Published online by Cambridge University Press: 01 August 2014
Those who have followed the progress of administrative reorganization in Minnesota will recall that the reorganization act in that state established a commission on administration and finance similar to the commission with the same name in Massachusetts. Large powers of supervision over the financial affairs of the state are conferred. Among them is a provision that the state auditor may approve no warrant upon the state treasurer for an expenditure from an appropriation unless the object of the disbursement is one which has been approved by the commission. Every department, officer, agency, and institution is required to present for the commission's approval, each three months, an estimate of its needs for the following quarter.
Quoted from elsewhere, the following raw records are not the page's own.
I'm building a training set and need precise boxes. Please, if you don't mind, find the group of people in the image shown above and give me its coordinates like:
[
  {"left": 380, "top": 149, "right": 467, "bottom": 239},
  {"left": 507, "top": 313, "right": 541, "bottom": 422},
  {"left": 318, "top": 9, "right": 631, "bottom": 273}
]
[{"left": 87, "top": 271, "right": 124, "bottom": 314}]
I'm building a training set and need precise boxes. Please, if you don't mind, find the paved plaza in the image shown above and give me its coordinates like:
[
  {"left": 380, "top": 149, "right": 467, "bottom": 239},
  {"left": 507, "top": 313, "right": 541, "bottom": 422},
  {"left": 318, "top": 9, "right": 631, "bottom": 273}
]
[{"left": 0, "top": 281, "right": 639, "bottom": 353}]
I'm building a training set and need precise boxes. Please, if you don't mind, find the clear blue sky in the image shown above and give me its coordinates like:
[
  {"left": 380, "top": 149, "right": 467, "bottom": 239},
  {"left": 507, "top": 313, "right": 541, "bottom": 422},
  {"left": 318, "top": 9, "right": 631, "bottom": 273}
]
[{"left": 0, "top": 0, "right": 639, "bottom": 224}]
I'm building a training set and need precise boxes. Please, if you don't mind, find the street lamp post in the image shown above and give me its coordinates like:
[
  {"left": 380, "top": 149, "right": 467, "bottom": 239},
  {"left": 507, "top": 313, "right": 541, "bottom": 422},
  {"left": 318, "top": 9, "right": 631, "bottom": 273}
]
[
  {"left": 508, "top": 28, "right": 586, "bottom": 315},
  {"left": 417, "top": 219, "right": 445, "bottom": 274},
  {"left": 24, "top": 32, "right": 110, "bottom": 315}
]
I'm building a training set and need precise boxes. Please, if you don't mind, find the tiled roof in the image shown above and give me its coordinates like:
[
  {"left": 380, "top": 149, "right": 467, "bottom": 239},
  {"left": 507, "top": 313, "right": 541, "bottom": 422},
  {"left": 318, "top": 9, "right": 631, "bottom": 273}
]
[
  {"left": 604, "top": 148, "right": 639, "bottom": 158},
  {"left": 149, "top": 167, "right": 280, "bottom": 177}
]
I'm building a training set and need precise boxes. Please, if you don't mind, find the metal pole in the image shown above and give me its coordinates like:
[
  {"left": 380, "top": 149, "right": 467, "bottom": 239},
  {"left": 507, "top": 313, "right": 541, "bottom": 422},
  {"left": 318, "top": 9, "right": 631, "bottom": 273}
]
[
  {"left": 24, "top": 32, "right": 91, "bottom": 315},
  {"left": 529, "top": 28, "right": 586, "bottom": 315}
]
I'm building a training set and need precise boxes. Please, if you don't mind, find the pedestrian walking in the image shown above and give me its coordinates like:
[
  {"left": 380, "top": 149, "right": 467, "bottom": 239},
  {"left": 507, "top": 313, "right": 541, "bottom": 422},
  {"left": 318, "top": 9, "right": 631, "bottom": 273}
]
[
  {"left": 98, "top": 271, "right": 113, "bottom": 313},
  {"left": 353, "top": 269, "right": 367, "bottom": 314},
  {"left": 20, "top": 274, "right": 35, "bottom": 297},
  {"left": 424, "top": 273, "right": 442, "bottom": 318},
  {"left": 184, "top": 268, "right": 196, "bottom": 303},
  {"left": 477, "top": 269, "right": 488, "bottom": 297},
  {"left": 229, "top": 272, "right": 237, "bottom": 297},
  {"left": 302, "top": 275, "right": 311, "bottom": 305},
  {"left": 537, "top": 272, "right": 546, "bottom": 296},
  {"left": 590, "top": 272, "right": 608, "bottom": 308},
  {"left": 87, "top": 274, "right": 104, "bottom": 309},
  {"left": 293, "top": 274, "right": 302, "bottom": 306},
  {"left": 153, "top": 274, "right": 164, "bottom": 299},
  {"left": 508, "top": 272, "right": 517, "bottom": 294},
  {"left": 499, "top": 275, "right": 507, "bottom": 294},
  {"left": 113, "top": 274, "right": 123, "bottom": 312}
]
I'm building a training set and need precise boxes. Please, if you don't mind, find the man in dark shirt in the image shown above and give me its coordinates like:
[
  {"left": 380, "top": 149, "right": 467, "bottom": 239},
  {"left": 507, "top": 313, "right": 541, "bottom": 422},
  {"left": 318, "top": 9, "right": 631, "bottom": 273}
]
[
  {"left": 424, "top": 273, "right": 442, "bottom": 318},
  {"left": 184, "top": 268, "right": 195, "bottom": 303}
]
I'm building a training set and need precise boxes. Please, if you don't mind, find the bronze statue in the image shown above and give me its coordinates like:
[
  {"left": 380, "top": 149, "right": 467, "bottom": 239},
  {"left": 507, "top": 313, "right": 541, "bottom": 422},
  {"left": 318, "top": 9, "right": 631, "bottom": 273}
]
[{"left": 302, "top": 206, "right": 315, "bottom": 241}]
The regents of the University of Minnesota, pursuant to the requirements of the act, had submitted to the commission for its approval in one of their quarterly estimates a request for authority to expend $40,000 to provide group insurance for the faculty and employees of the university. The commission declined to approve the item, on the ground that it might be taken as a precedent upon which to base demands for similar insurance for the employees of other state agencies. The regents were advised to apply to the legislature for specific authority. This they declined to do, as they claimed to have control of sufficient funds aside from legislative appropriations to carry the project through. The regents employed actuaries to prepare a preliminary report on the form of insurance contract to be used.
1 Laws of 1925, chap. 426, art. 3.
2 The regents expend annually over $8,500,000, of which $3,500,000 is specifically appropriated.
3 State ex rel. University of Minnesota v. Chase (1928), 175 Minn. 259; 220 N. W. 951.